Simplified and clear explanation.

nice explanatory video

Nice

Bro, this was dope. Thanks a lot.

Amazing Explanation, brooo!!! 💯💯

Nice presentation

Telegram Links: t.me/+FieKB7Ds6j02Y2Y1 t.me/+JU-ZF-oDjX4xYjBl

The first approach is O(mlogm) m = no of batteries and the binary search approach is O(mlogk). It's given that k >> m. It seems that the frist one is better. Why use binary search?

you are helping a lot but sometime your voice buffer so much and sound like not a ear friendly so plz improve your voice quality just a suggestion anyways you are doing great thanks for sharing :)

I wasnt able to think of 1D dp solution so I wrote 2D dp code and converted the dp array to an unordered map and combined the 2 states to a single string in the map , and got AC. will this be a valid solution in the interview ??

can we use recursive DP with Memoization (using a HashMap for storing values) for this problem?

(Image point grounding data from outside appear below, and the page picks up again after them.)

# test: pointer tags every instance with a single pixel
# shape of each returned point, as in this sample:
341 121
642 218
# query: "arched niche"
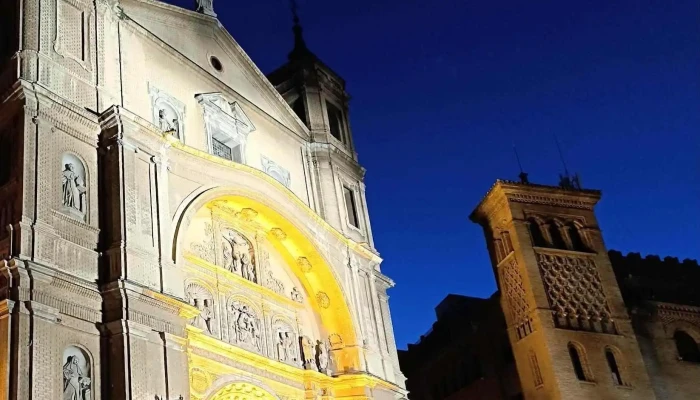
303 280
77 374
74 191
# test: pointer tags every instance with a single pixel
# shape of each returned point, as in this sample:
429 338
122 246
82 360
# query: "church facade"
175 224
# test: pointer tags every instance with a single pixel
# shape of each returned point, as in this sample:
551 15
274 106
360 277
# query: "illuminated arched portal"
261 286
242 391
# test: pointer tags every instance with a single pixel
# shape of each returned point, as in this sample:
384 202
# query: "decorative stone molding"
225 123
168 112
274 170
72 32
206 7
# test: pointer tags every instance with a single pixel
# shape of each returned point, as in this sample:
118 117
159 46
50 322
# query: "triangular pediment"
200 37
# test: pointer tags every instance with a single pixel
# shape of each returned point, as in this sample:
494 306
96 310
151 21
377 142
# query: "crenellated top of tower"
532 193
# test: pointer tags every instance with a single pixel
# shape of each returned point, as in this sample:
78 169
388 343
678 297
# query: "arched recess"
289 235
240 390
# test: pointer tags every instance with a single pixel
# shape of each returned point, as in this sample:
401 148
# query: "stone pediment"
199 38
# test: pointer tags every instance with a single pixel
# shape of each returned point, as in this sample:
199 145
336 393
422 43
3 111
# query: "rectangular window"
221 150
350 207
335 122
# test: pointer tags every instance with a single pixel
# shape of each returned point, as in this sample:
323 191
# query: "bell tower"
568 326
317 95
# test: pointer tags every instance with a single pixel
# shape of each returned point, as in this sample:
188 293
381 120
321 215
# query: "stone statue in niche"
322 357
274 284
308 354
296 295
74 189
203 301
247 268
285 346
203 319
206 7
246 325
167 122
77 384
238 255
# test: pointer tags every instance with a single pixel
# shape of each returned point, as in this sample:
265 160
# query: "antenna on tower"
522 175
566 181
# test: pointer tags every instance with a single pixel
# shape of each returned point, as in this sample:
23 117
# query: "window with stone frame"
686 346
336 122
612 356
351 207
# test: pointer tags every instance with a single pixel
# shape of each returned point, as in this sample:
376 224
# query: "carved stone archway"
242 390
301 255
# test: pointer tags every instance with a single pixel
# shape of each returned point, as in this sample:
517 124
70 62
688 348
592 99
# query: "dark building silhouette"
466 354
570 319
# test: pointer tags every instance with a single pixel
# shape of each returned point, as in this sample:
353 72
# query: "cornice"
527 193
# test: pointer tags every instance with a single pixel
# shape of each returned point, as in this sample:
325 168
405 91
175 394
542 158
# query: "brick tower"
571 335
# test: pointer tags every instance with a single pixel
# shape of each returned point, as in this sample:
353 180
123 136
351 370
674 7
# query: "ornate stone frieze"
74 190
575 292
513 292
77 374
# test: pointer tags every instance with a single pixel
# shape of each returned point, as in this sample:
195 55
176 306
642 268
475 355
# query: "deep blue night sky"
443 89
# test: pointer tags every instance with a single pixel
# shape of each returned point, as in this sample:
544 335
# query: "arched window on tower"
578 361
614 367
555 234
536 233
686 346
577 242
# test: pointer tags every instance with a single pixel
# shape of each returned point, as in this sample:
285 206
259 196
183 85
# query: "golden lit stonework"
304 264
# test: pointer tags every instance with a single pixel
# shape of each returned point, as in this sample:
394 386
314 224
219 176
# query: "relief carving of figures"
76 379
322 357
238 255
296 295
167 122
246 325
274 284
308 354
73 186
201 299
285 346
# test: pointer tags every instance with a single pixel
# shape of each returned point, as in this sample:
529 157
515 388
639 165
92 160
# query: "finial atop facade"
522 175
206 7
567 181
300 48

Sir, I thought about this problem like this: If I add up the totalTime and start with that: f(n,totalTime, T). If I went for not_take, totalTime will decrease by one and if I went for take, totalTime will increase by time[i]. If totalTime is greater than the start(T) then return 0 else return 1e9. Hence the dp will be [n+1][2*totalTime+1]. But it gives Memory Limit Exceeded. If I use your way which is [n][n+1], it will work. Mr. how should I know this is the correct way to solve starting from recursion? Thank you for your amazing videos bhaiya!!!